Vegan cheese can be made using all sorts of ingredients. Coconut milk, potato starch, cashew nuts. And now: peas.
Researchers from the University of Nottingham have received over £300,000 in public funding to develop “Cheese from Peas” with The Good Pulse Company. Yellow peas are the focus of the research because they are nutritious and are already grown in the UK.
“We are focused on creating a product that is tasty, has excellent nutritional value and that is also sustainable,” Vincenzo di Bari, Assistant Professor in Food Structure and Processing at the University of Nottingham, said in a statement.
Researchers in Denmark have also been using yellow peas to make cheese. By fermenting yellow pea protein, they have developed a firm cheese while reducing the bean-like aroma of the peas.
Healthier vegan cheese
Yellow peas may be more familiar as yellow split peas, used in cuisines around the world. A type of legume, they are even higher in protein than chickpeas. They are also a good source of iron and vitamins A, B, and C.
Many vegan cheeses are not especially healthy – not that that is the point of it. Coconut oil-based ones, for example, are high in saturated fat. Using pea protein as a base makes it possible to have a dairy-free option that also ticks nutritional boxes.
Some consumers may also prefer a more minimally processed option. This is what di Bari and The Good Pulse Company hope to provide.
Cheese from Peas is made using the whole of the peas. They are ground into flour to make a “cheese mix” that is 90 percent yellow split peas, according to the BBC. In a process described as “groundbreaking,” The powdered mix is combined with water, cooked, and ripened overnight.
“[E]ssentially people are going to eat legumes, which are very healthy and nutritious and rich in fibre and protein, in the form of cheese, which is very exciting,” di Bari told the BBC.
The cheese will also provide a high-protein option for people with nut allergies who can’t eat high-protein nut-based cheese.
Growing legumes like yellow peas come with environmental benefits. They restore soil health and fix nitrogen, which is a crucial component of fertilizer. Evidence shows that legumes have an important role to play in sustainably meeting the protein needs of a growing human population.

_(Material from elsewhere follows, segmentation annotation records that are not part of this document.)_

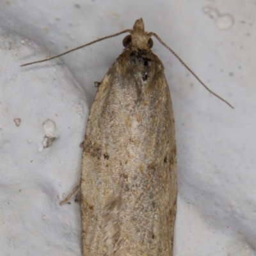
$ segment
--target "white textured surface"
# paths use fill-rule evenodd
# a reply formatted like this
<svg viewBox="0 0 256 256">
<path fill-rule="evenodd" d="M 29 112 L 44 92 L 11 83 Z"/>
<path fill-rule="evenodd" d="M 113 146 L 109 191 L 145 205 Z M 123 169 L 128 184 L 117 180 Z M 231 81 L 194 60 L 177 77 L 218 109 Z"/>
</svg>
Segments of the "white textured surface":
<svg viewBox="0 0 256 256">
<path fill-rule="evenodd" d="M 209 95 L 154 40 L 175 116 L 175 255 L 256 255 L 255 12 L 252 0 L 0 2 L 0 255 L 81 255 L 79 205 L 58 202 L 79 182 L 86 102 L 123 36 L 19 65 L 131 28 L 141 17 L 235 106 Z M 45 135 L 56 138 L 47 148 Z"/>
</svg>

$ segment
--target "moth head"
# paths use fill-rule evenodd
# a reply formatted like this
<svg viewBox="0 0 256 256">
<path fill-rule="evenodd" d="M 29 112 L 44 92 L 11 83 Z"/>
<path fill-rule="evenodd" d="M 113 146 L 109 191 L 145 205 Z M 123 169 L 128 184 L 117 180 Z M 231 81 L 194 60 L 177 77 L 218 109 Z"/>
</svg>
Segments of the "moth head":
<svg viewBox="0 0 256 256">
<path fill-rule="evenodd" d="M 125 48 L 131 48 L 132 45 L 132 37 L 131 35 L 128 35 L 123 39 L 123 45 Z M 152 40 L 152 38 L 150 37 L 148 40 L 147 45 L 149 49 L 151 49 L 153 47 L 153 45 L 154 45 L 154 42 Z"/>
</svg>

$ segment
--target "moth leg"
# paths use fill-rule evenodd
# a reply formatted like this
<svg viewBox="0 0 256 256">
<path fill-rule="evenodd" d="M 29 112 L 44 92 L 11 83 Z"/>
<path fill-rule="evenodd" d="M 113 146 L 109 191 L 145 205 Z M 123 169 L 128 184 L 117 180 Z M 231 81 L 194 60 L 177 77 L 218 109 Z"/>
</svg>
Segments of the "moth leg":
<svg viewBox="0 0 256 256">
<path fill-rule="evenodd" d="M 94 86 L 97 88 L 99 87 L 101 84 L 101 82 L 94 82 Z"/>
<path fill-rule="evenodd" d="M 77 189 L 80 188 L 80 184 L 78 184 L 70 193 L 69 195 L 61 202 L 60 202 L 60 205 L 62 205 L 65 204 L 67 201 L 69 200 L 70 197 L 77 191 Z"/>
</svg>

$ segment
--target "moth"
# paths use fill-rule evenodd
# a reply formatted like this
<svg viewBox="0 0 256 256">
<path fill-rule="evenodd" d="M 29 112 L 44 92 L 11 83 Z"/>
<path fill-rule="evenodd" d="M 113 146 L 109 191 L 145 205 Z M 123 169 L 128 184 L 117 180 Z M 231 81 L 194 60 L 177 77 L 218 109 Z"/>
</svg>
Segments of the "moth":
<svg viewBox="0 0 256 256">
<path fill-rule="evenodd" d="M 172 255 L 174 118 L 152 42 L 136 20 L 92 107 L 81 181 L 84 256 Z"/>
<path fill-rule="evenodd" d="M 123 52 L 95 83 L 83 142 L 83 253 L 171 256 L 177 195 L 175 124 L 164 67 L 151 50 L 151 36 L 206 86 L 156 34 L 145 31 L 142 19 L 132 29 L 64 54 L 126 32 Z"/>
</svg>

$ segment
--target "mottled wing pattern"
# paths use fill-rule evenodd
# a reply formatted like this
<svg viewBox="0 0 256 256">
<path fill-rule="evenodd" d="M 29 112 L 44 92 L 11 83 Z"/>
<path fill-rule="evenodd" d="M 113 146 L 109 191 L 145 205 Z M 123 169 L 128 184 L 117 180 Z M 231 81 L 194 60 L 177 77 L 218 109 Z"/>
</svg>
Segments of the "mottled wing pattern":
<svg viewBox="0 0 256 256">
<path fill-rule="evenodd" d="M 103 79 L 87 124 L 84 256 L 172 255 L 174 132 L 163 64 L 150 49 L 125 49 Z"/>
</svg>

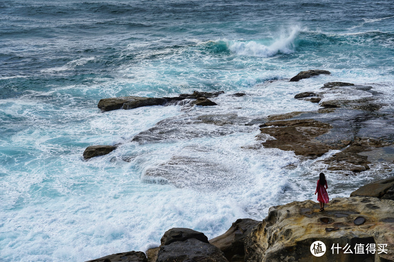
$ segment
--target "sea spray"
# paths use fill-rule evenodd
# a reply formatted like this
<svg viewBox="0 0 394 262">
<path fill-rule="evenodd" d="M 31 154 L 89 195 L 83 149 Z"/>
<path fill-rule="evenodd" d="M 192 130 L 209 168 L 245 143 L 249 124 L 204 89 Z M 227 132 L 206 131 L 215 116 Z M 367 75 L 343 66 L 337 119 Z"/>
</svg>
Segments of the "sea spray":
<svg viewBox="0 0 394 262">
<path fill-rule="evenodd" d="M 235 41 L 230 43 L 230 49 L 239 56 L 262 58 L 272 57 L 278 53 L 291 54 L 294 52 L 294 40 L 300 30 L 299 26 L 294 27 L 288 36 L 281 34 L 279 39 L 269 46 L 255 41 Z"/>
</svg>

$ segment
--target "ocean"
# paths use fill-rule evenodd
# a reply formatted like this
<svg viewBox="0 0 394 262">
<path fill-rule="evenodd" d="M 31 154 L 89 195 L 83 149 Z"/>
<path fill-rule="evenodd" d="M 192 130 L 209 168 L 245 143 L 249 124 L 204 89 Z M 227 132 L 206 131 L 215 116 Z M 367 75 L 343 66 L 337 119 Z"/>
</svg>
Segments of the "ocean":
<svg viewBox="0 0 394 262">
<path fill-rule="evenodd" d="M 144 252 L 172 227 L 210 239 L 270 206 L 316 201 L 321 171 L 331 198 L 391 172 L 327 171 L 327 156 L 259 147 L 259 125 L 244 124 L 318 109 L 294 95 L 329 82 L 394 102 L 391 1 L 2 0 L 0 65 L 1 261 Z M 289 82 L 314 69 L 331 74 Z M 97 108 L 194 90 L 225 93 L 214 107 Z M 159 138 L 131 141 L 159 122 Z M 89 146 L 118 144 L 83 160 Z"/>
</svg>

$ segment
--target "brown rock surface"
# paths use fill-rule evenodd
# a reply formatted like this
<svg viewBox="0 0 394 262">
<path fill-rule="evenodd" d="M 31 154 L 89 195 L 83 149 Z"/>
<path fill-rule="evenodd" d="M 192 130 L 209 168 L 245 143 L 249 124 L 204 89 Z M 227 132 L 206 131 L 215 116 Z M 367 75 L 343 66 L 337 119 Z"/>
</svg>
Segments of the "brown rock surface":
<svg viewBox="0 0 394 262">
<path fill-rule="evenodd" d="M 268 216 L 252 230 L 245 261 L 394 261 L 394 223 L 390 220 L 394 218 L 394 201 L 361 197 L 337 198 L 327 204 L 326 211 L 319 212 L 319 207 L 310 200 L 271 207 Z M 357 226 L 355 220 L 357 224 L 363 223 Z M 316 240 L 327 248 L 318 260 L 310 250 Z M 379 244 L 387 244 L 387 254 L 348 254 L 341 249 L 337 254 L 331 250 L 333 244 L 342 248 L 349 244 L 354 253 L 356 244 L 365 248 L 368 243 L 377 248 Z"/>
<path fill-rule="evenodd" d="M 160 248 L 158 247 L 150 248 L 146 251 L 145 253 L 146 254 L 146 257 L 148 259 L 148 262 L 156 262 L 157 260 L 157 255 L 158 254 L 159 254 L 159 250 L 160 250 Z"/>
<path fill-rule="evenodd" d="M 130 251 L 114 254 L 86 262 L 147 262 L 143 252 Z"/>
<path fill-rule="evenodd" d="M 394 176 L 362 186 L 353 192 L 350 196 L 372 197 L 394 200 Z"/>
<path fill-rule="evenodd" d="M 212 238 L 209 243 L 219 248 L 230 262 L 243 261 L 246 239 L 261 222 L 250 218 L 237 219 L 225 233 Z"/>
<path fill-rule="evenodd" d="M 313 119 L 268 122 L 261 127 L 263 127 L 260 129 L 262 133 L 275 139 L 264 142 L 265 147 L 294 151 L 296 155 L 312 157 L 321 156 L 330 149 L 336 148 L 318 138 L 328 132 L 332 126 Z"/>
</svg>

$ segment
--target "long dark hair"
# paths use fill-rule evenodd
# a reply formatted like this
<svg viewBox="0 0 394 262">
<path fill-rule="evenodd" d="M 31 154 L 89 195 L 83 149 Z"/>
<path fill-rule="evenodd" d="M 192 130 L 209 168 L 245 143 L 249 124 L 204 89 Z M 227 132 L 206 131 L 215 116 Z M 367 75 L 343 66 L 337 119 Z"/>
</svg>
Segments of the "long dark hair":
<svg viewBox="0 0 394 262">
<path fill-rule="evenodd" d="M 326 184 L 326 176 L 324 173 L 320 173 L 319 174 L 319 184 L 321 186 L 324 186 Z"/>
</svg>

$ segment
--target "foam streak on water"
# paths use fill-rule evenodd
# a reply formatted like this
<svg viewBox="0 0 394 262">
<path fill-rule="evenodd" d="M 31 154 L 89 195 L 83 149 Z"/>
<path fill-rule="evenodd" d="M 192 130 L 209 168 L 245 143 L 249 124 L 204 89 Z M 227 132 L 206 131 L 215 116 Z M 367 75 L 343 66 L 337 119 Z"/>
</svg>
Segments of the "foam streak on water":
<svg viewBox="0 0 394 262">
<path fill-rule="evenodd" d="M 264 148 L 259 125 L 317 110 L 294 95 L 328 82 L 370 85 L 392 105 L 393 11 L 389 1 L 2 1 L 0 261 L 145 251 L 172 227 L 210 238 L 271 206 L 315 200 L 319 160 L 335 152 L 304 160 Z M 288 82 L 310 69 L 331 74 Z M 196 90 L 225 93 L 215 107 L 97 107 Z M 93 145 L 119 146 L 83 161 Z M 330 197 L 391 168 L 326 170 Z"/>
</svg>

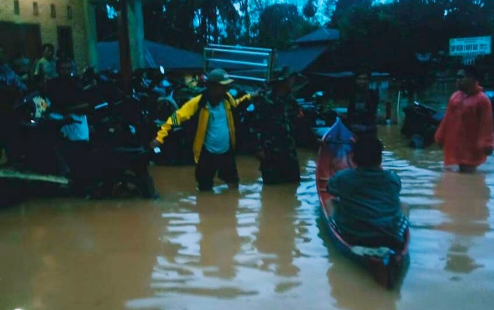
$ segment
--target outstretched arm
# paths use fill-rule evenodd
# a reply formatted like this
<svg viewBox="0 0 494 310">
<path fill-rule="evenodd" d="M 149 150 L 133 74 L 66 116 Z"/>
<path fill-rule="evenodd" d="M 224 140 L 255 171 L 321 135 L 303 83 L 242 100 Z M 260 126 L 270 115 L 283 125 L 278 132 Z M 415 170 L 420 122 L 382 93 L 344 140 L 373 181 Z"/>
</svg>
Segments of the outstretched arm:
<svg viewBox="0 0 494 310">
<path fill-rule="evenodd" d="M 157 136 L 152 144 L 163 144 L 165 138 L 168 135 L 173 127 L 180 126 L 182 122 L 192 117 L 192 116 L 196 114 L 196 112 L 197 112 L 200 100 L 200 96 L 193 98 L 179 110 L 174 112 L 173 114 L 168 117 L 165 124 L 161 126 L 161 128 L 157 133 Z"/>
</svg>

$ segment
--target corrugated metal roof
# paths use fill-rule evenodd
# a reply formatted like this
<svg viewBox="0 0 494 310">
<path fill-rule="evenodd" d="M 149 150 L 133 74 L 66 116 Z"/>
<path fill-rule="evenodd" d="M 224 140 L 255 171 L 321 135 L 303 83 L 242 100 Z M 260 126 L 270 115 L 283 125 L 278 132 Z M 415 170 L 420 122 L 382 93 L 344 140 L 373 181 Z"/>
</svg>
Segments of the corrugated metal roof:
<svg viewBox="0 0 494 310">
<path fill-rule="evenodd" d="M 202 70 L 204 66 L 200 54 L 164 44 L 144 41 L 147 67 L 163 66 L 166 70 Z M 120 67 L 117 41 L 98 43 L 98 67 L 106 69 Z"/>
<path fill-rule="evenodd" d="M 288 66 L 296 72 L 302 72 L 326 51 L 328 47 L 297 47 L 278 52 L 278 66 Z"/>
</svg>

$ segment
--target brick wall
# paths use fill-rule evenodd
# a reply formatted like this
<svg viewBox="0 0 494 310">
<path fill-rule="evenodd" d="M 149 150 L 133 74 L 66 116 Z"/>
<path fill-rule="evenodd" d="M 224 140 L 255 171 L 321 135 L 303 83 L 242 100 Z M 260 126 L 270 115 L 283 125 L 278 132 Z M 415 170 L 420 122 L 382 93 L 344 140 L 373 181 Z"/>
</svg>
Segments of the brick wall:
<svg viewBox="0 0 494 310">
<path fill-rule="evenodd" d="M 14 0 L 0 0 L 0 21 L 40 25 L 42 43 L 52 43 L 57 48 L 57 27 L 72 28 L 74 58 L 80 70 L 88 64 L 88 45 L 85 24 L 83 0 L 36 0 L 39 14 L 33 13 L 33 0 L 19 0 L 20 15 L 14 14 Z M 56 18 L 52 18 L 50 5 L 55 4 Z M 72 8 L 72 19 L 67 7 Z"/>
</svg>

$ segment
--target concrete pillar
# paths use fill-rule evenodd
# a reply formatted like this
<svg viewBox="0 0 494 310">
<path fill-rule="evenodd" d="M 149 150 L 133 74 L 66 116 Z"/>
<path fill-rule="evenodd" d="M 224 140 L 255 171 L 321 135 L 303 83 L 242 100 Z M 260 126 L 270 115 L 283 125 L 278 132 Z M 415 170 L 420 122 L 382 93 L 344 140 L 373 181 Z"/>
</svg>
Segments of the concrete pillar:
<svg viewBox="0 0 494 310">
<path fill-rule="evenodd" d="M 144 18 L 142 0 L 129 0 L 129 34 L 132 69 L 146 66 L 144 47 Z"/>
<path fill-rule="evenodd" d="M 98 69 L 98 42 L 94 6 L 88 0 L 84 1 L 84 22 L 86 26 L 86 40 L 88 64 Z"/>
</svg>

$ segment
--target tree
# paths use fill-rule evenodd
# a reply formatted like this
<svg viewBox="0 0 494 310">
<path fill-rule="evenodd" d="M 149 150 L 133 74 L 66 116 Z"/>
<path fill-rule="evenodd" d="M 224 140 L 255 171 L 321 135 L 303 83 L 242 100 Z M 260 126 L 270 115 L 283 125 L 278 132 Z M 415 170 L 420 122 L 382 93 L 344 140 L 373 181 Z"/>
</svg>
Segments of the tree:
<svg viewBox="0 0 494 310">
<path fill-rule="evenodd" d="M 259 43 L 271 48 L 288 48 L 293 39 L 316 28 L 316 25 L 305 20 L 298 13 L 296 6 L 273 4 L 261 14 Z"/>
</svg>

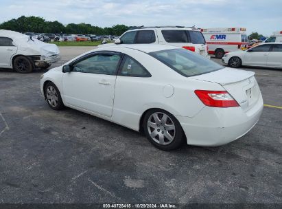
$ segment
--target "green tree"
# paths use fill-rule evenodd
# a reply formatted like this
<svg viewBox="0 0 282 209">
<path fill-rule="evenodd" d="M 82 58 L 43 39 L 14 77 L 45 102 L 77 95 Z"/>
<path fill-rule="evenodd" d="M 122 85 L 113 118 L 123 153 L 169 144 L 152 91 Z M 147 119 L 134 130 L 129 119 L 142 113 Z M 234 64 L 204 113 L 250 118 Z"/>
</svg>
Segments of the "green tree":
<svg viewBox="0 0 282 209">
<path fill-rule="evenodd" d="M 260 40 L 262 37 L 263 37 L 263 36 L 261 34 L 259 34 L 257 32 L 253 32 L 250 34 L 250 36 L 248 36 L 249 40 L 252 40 L 252 39 Z"/>
</svg>

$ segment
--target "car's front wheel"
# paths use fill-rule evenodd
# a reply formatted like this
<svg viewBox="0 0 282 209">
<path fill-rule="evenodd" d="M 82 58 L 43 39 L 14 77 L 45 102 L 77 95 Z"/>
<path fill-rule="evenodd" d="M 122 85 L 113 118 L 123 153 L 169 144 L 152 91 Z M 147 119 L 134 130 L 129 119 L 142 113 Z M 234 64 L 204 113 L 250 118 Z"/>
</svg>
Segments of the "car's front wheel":
<svg viewBox="0 0 282 209">
<path fill-rule="evenodd" d="M 242 60 L 237 56 L 231 57 L 229 59 L 228 65 L 231 67 L 239 67 L 242 65 Z"/>
<path fill-rule="evenodd" d="M 184 133 L 179 122 L 166 111 L 148 111 L 144 117 L 143 127 L 149 141 L 161 150 L 176 149 L 183 142 Z"/>
<path fill-rule="evenodd" d="M 48 82 L 46 84 L 45 94 L 47 103 L 51 109 L 60 110 L 64 108 L 64 106 L 60 91 L 52 82 Z"/>
</svg>

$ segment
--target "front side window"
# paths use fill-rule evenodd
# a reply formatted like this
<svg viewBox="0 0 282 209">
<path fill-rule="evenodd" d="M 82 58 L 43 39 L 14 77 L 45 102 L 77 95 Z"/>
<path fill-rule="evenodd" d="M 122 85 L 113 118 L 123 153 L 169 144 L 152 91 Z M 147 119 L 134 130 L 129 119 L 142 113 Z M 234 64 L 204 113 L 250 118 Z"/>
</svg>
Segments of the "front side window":
<svg viewBox="0 0 282 209">
<path fill-rule="evenodd" d="M 282 44 L 273 44 L 272 52 L 282 52 Z"/>
<path fill-rule="evenodd" d="M 119 39 L 121 43 L 124 44 L 132 44 L 134 43 L 135 36 L 137 33 L 137 31 L 128 32 L 124 34 Z"/>
<path fill-rule="evenodd" d="M 255 47 L 252 48 L 252 52 L 269 52 L 270 48 L 270 44 L 263 44 L 258 45 L 257 47 Z"/>
<path fill-rule="evenodd" d="M 200 32 L 190 30 L 187 31 L 190 34 L 191 41 L 193 44 L 205 44 L 206 41 L 204 40 L 204 36 Z"/>
<path fill-rule="evenodd" d="M 136 37 L 136 43 L 152 43 L 156 41 L 154 30 L 139 30 Z"/>
<path fill-rule="evenodd" d="M 224 68 L 222 65 L 184 49 L 157 51 L 149 54 L 185 77 L 204 74 Z"/>
<path fill-rule="evenodd" d="M 121 56 L 116 54 L 96 54 L 73 65 L 73 72 L 115 75 Z"/>
<path fill-rule="evenodd" d="M 129 56 L 124 58 L 119 76 L 131 77 L 150 77 L 151 74 L 135 59 Z"/>
<path fill-rule="evenodd" d="M 163 30 L 163 38 L 168 43 L 189 43 L 188 36 L 183 30 Z"/>
<path fill-rule="evenodd" d="M 275 42 L 276 41 L 276 37 L 270 37 L 268 39 L 266 40 L 266 43 L 272 43 L 272 42 Z"/>
<path fill-rule="evenodd" d="M 0 47 L 12 47 L 14 46 L 13 41 L 7 37 L 0 37 Z"/>
</svg>

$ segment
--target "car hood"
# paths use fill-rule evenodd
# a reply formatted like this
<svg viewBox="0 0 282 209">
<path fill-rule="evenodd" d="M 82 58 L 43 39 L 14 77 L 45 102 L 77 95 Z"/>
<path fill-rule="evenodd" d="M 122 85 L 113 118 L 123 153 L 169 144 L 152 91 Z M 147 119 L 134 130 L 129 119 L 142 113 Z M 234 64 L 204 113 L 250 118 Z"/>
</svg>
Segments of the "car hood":
<svg viewBox="0 0 282 209">
<path fill-rule="evenodd" d="M 27 36 L 19 37 L 14 42 L 19 50 L 25 51 L 32 55 L 40 54 L 48 57 L 60 54 L 56 45 L 46 43 L 34 38 L 30 39 Z"/>
<path fill-rule="evenodd" d="M 228 54 L 228 55 L 235 55 L 235 54 L 243 54 L 244 53 L 246 53 L 246 51 L 243 51 L 243 50 L 237 50 L 237 51 L 235 51 L 235 52 L 228 52 L 225 54 Z"/>
</svg>

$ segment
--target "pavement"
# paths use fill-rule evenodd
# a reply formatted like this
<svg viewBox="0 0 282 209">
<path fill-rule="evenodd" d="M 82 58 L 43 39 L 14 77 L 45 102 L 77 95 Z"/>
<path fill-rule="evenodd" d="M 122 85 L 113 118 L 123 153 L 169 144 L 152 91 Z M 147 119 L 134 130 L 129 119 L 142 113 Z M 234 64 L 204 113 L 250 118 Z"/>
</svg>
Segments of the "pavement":
<svg viewBox="0 0 282 209">
<path fill-rule="evenodd" d="M 93 48 L 60 47 L 52 67 Z M 282 204 L 282 71 L 242 69 L 256 73 L 270 105 L 257 125 L 224 146 L 172 152 L 98 118 L 51 110 L 40 95 L 43 71 L 0 69 L 0 203 Z"/>
</svg>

Peas also have a significantly lower carbon footprint than dairy cheese. Per 100g of protein, peas produce 0.4kg of emissions compared to 6kg for the same amount of protein from cheese. And that isn’t even counting the methane produced by cows to make the cheese.
The Good Pulse Company aims only to use peas grown in the UK, where animal farming dominates agricultural land. This will “help strengthen local supply chain of pulses and have a positive social impact on farming communities,” Cesar Torres, founder and CEO of The Good Pulse Company, said in a statement.